I think, deep down, we all want to be who we portray ourselves to be on Facebook. We are all very well acquainted with our own shortcomings, and we are all very desperate for them to go away. All of us are aware how quickly envy, discontentment, depression, or anger can take hold of us, and we wish it weren't so. We wish we were more like so-and-so or even more like Christ, and yet the more we live, the more we see how far we have to go. In all of us, there is a longing for Eden. The way things were meant to be, before we let ourselves get in the way.
How much more would we resemble the person we want to be if we spent half the time we use perusing posts or posting more posts to connect with God and with others instead? It is so easy for me to use my phone as an escape...an escape from the laundry or from myself or from my fighting children, and miss the fact that God wants to use all of the circumstances and people and even my own shortcomings to shape me and mature me. He has blessings waiting for us and plans to transform us, but we are too busy planning our next cute quip or proud rant. It is easy to be wrapped up in who we want others to think we are rather than who God is making us to be.

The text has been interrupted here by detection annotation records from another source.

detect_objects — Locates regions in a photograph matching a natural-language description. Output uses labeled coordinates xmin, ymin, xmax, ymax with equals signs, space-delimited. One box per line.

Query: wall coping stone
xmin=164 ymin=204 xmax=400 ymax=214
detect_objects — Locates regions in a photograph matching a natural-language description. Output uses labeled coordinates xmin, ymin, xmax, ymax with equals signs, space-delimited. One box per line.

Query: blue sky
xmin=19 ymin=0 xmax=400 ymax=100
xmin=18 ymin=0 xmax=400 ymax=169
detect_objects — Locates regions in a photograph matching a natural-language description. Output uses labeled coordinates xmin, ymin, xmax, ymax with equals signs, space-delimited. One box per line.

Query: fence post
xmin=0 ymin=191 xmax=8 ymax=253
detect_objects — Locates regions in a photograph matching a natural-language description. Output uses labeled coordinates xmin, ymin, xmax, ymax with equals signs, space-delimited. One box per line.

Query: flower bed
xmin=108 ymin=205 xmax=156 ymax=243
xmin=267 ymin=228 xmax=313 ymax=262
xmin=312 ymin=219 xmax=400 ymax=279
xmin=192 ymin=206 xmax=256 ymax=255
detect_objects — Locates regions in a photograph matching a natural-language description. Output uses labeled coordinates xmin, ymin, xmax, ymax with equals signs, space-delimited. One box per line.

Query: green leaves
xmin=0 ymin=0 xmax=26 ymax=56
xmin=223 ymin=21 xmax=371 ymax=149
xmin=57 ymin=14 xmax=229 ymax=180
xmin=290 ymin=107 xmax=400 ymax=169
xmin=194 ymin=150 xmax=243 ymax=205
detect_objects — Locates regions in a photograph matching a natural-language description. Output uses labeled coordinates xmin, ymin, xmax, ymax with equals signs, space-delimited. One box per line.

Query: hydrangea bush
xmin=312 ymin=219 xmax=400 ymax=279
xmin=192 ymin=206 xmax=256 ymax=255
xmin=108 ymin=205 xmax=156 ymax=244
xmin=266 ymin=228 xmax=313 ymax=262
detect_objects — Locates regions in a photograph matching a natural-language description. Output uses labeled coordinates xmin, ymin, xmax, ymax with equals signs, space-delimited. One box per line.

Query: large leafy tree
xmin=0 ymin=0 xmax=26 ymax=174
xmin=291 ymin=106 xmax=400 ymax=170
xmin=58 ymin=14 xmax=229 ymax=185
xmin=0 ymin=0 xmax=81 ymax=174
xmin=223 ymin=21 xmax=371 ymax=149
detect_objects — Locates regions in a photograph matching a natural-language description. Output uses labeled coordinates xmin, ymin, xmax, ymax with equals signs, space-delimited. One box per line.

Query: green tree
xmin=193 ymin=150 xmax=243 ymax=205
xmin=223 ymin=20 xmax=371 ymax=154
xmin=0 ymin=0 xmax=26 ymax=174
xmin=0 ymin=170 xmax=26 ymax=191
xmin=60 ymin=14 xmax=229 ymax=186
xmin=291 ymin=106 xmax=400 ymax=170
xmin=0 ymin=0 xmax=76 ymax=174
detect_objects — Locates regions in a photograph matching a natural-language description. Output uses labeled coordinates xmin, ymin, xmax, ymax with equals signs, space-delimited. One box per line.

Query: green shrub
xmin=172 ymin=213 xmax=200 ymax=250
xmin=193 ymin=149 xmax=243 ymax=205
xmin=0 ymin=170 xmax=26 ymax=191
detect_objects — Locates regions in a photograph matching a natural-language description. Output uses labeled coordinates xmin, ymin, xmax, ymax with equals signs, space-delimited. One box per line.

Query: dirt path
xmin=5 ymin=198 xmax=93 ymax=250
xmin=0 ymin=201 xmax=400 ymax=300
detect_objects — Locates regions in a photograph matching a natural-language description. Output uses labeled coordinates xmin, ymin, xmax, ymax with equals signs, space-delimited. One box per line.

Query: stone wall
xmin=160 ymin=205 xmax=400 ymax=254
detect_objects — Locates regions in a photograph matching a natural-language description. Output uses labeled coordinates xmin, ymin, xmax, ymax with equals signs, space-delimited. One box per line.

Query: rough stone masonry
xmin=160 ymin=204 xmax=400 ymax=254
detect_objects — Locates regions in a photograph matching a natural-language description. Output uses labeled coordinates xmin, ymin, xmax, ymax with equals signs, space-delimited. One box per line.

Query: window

Facebook might not have been around in those history books, way back in the 90's with my Duckheads, but there is nothing new under the sun. The desire for the approval of others and the need to be loved is nothing new, and the attempt to portray a better me than the real me has always been around. The longing to be made whole again has existed since that first bite of forbidden fruit. But there is only One whose love satisfies, whose approval matters, and who has the ability to restore. And, last time I checked, He wasn't on Facebook.
His words are written, timeless and relevant, able to transform and full of gracious love for me. It's time for my mind, my time, my escape to be directed toward Him who delights in making me the person I want to be. And when He does, I won't need the internet to advertise my transformation. I want real people to see the real difference the risen Jesus makes in lives. To Him, we are as we will be, His radiant bride, adorned for His enjoyment.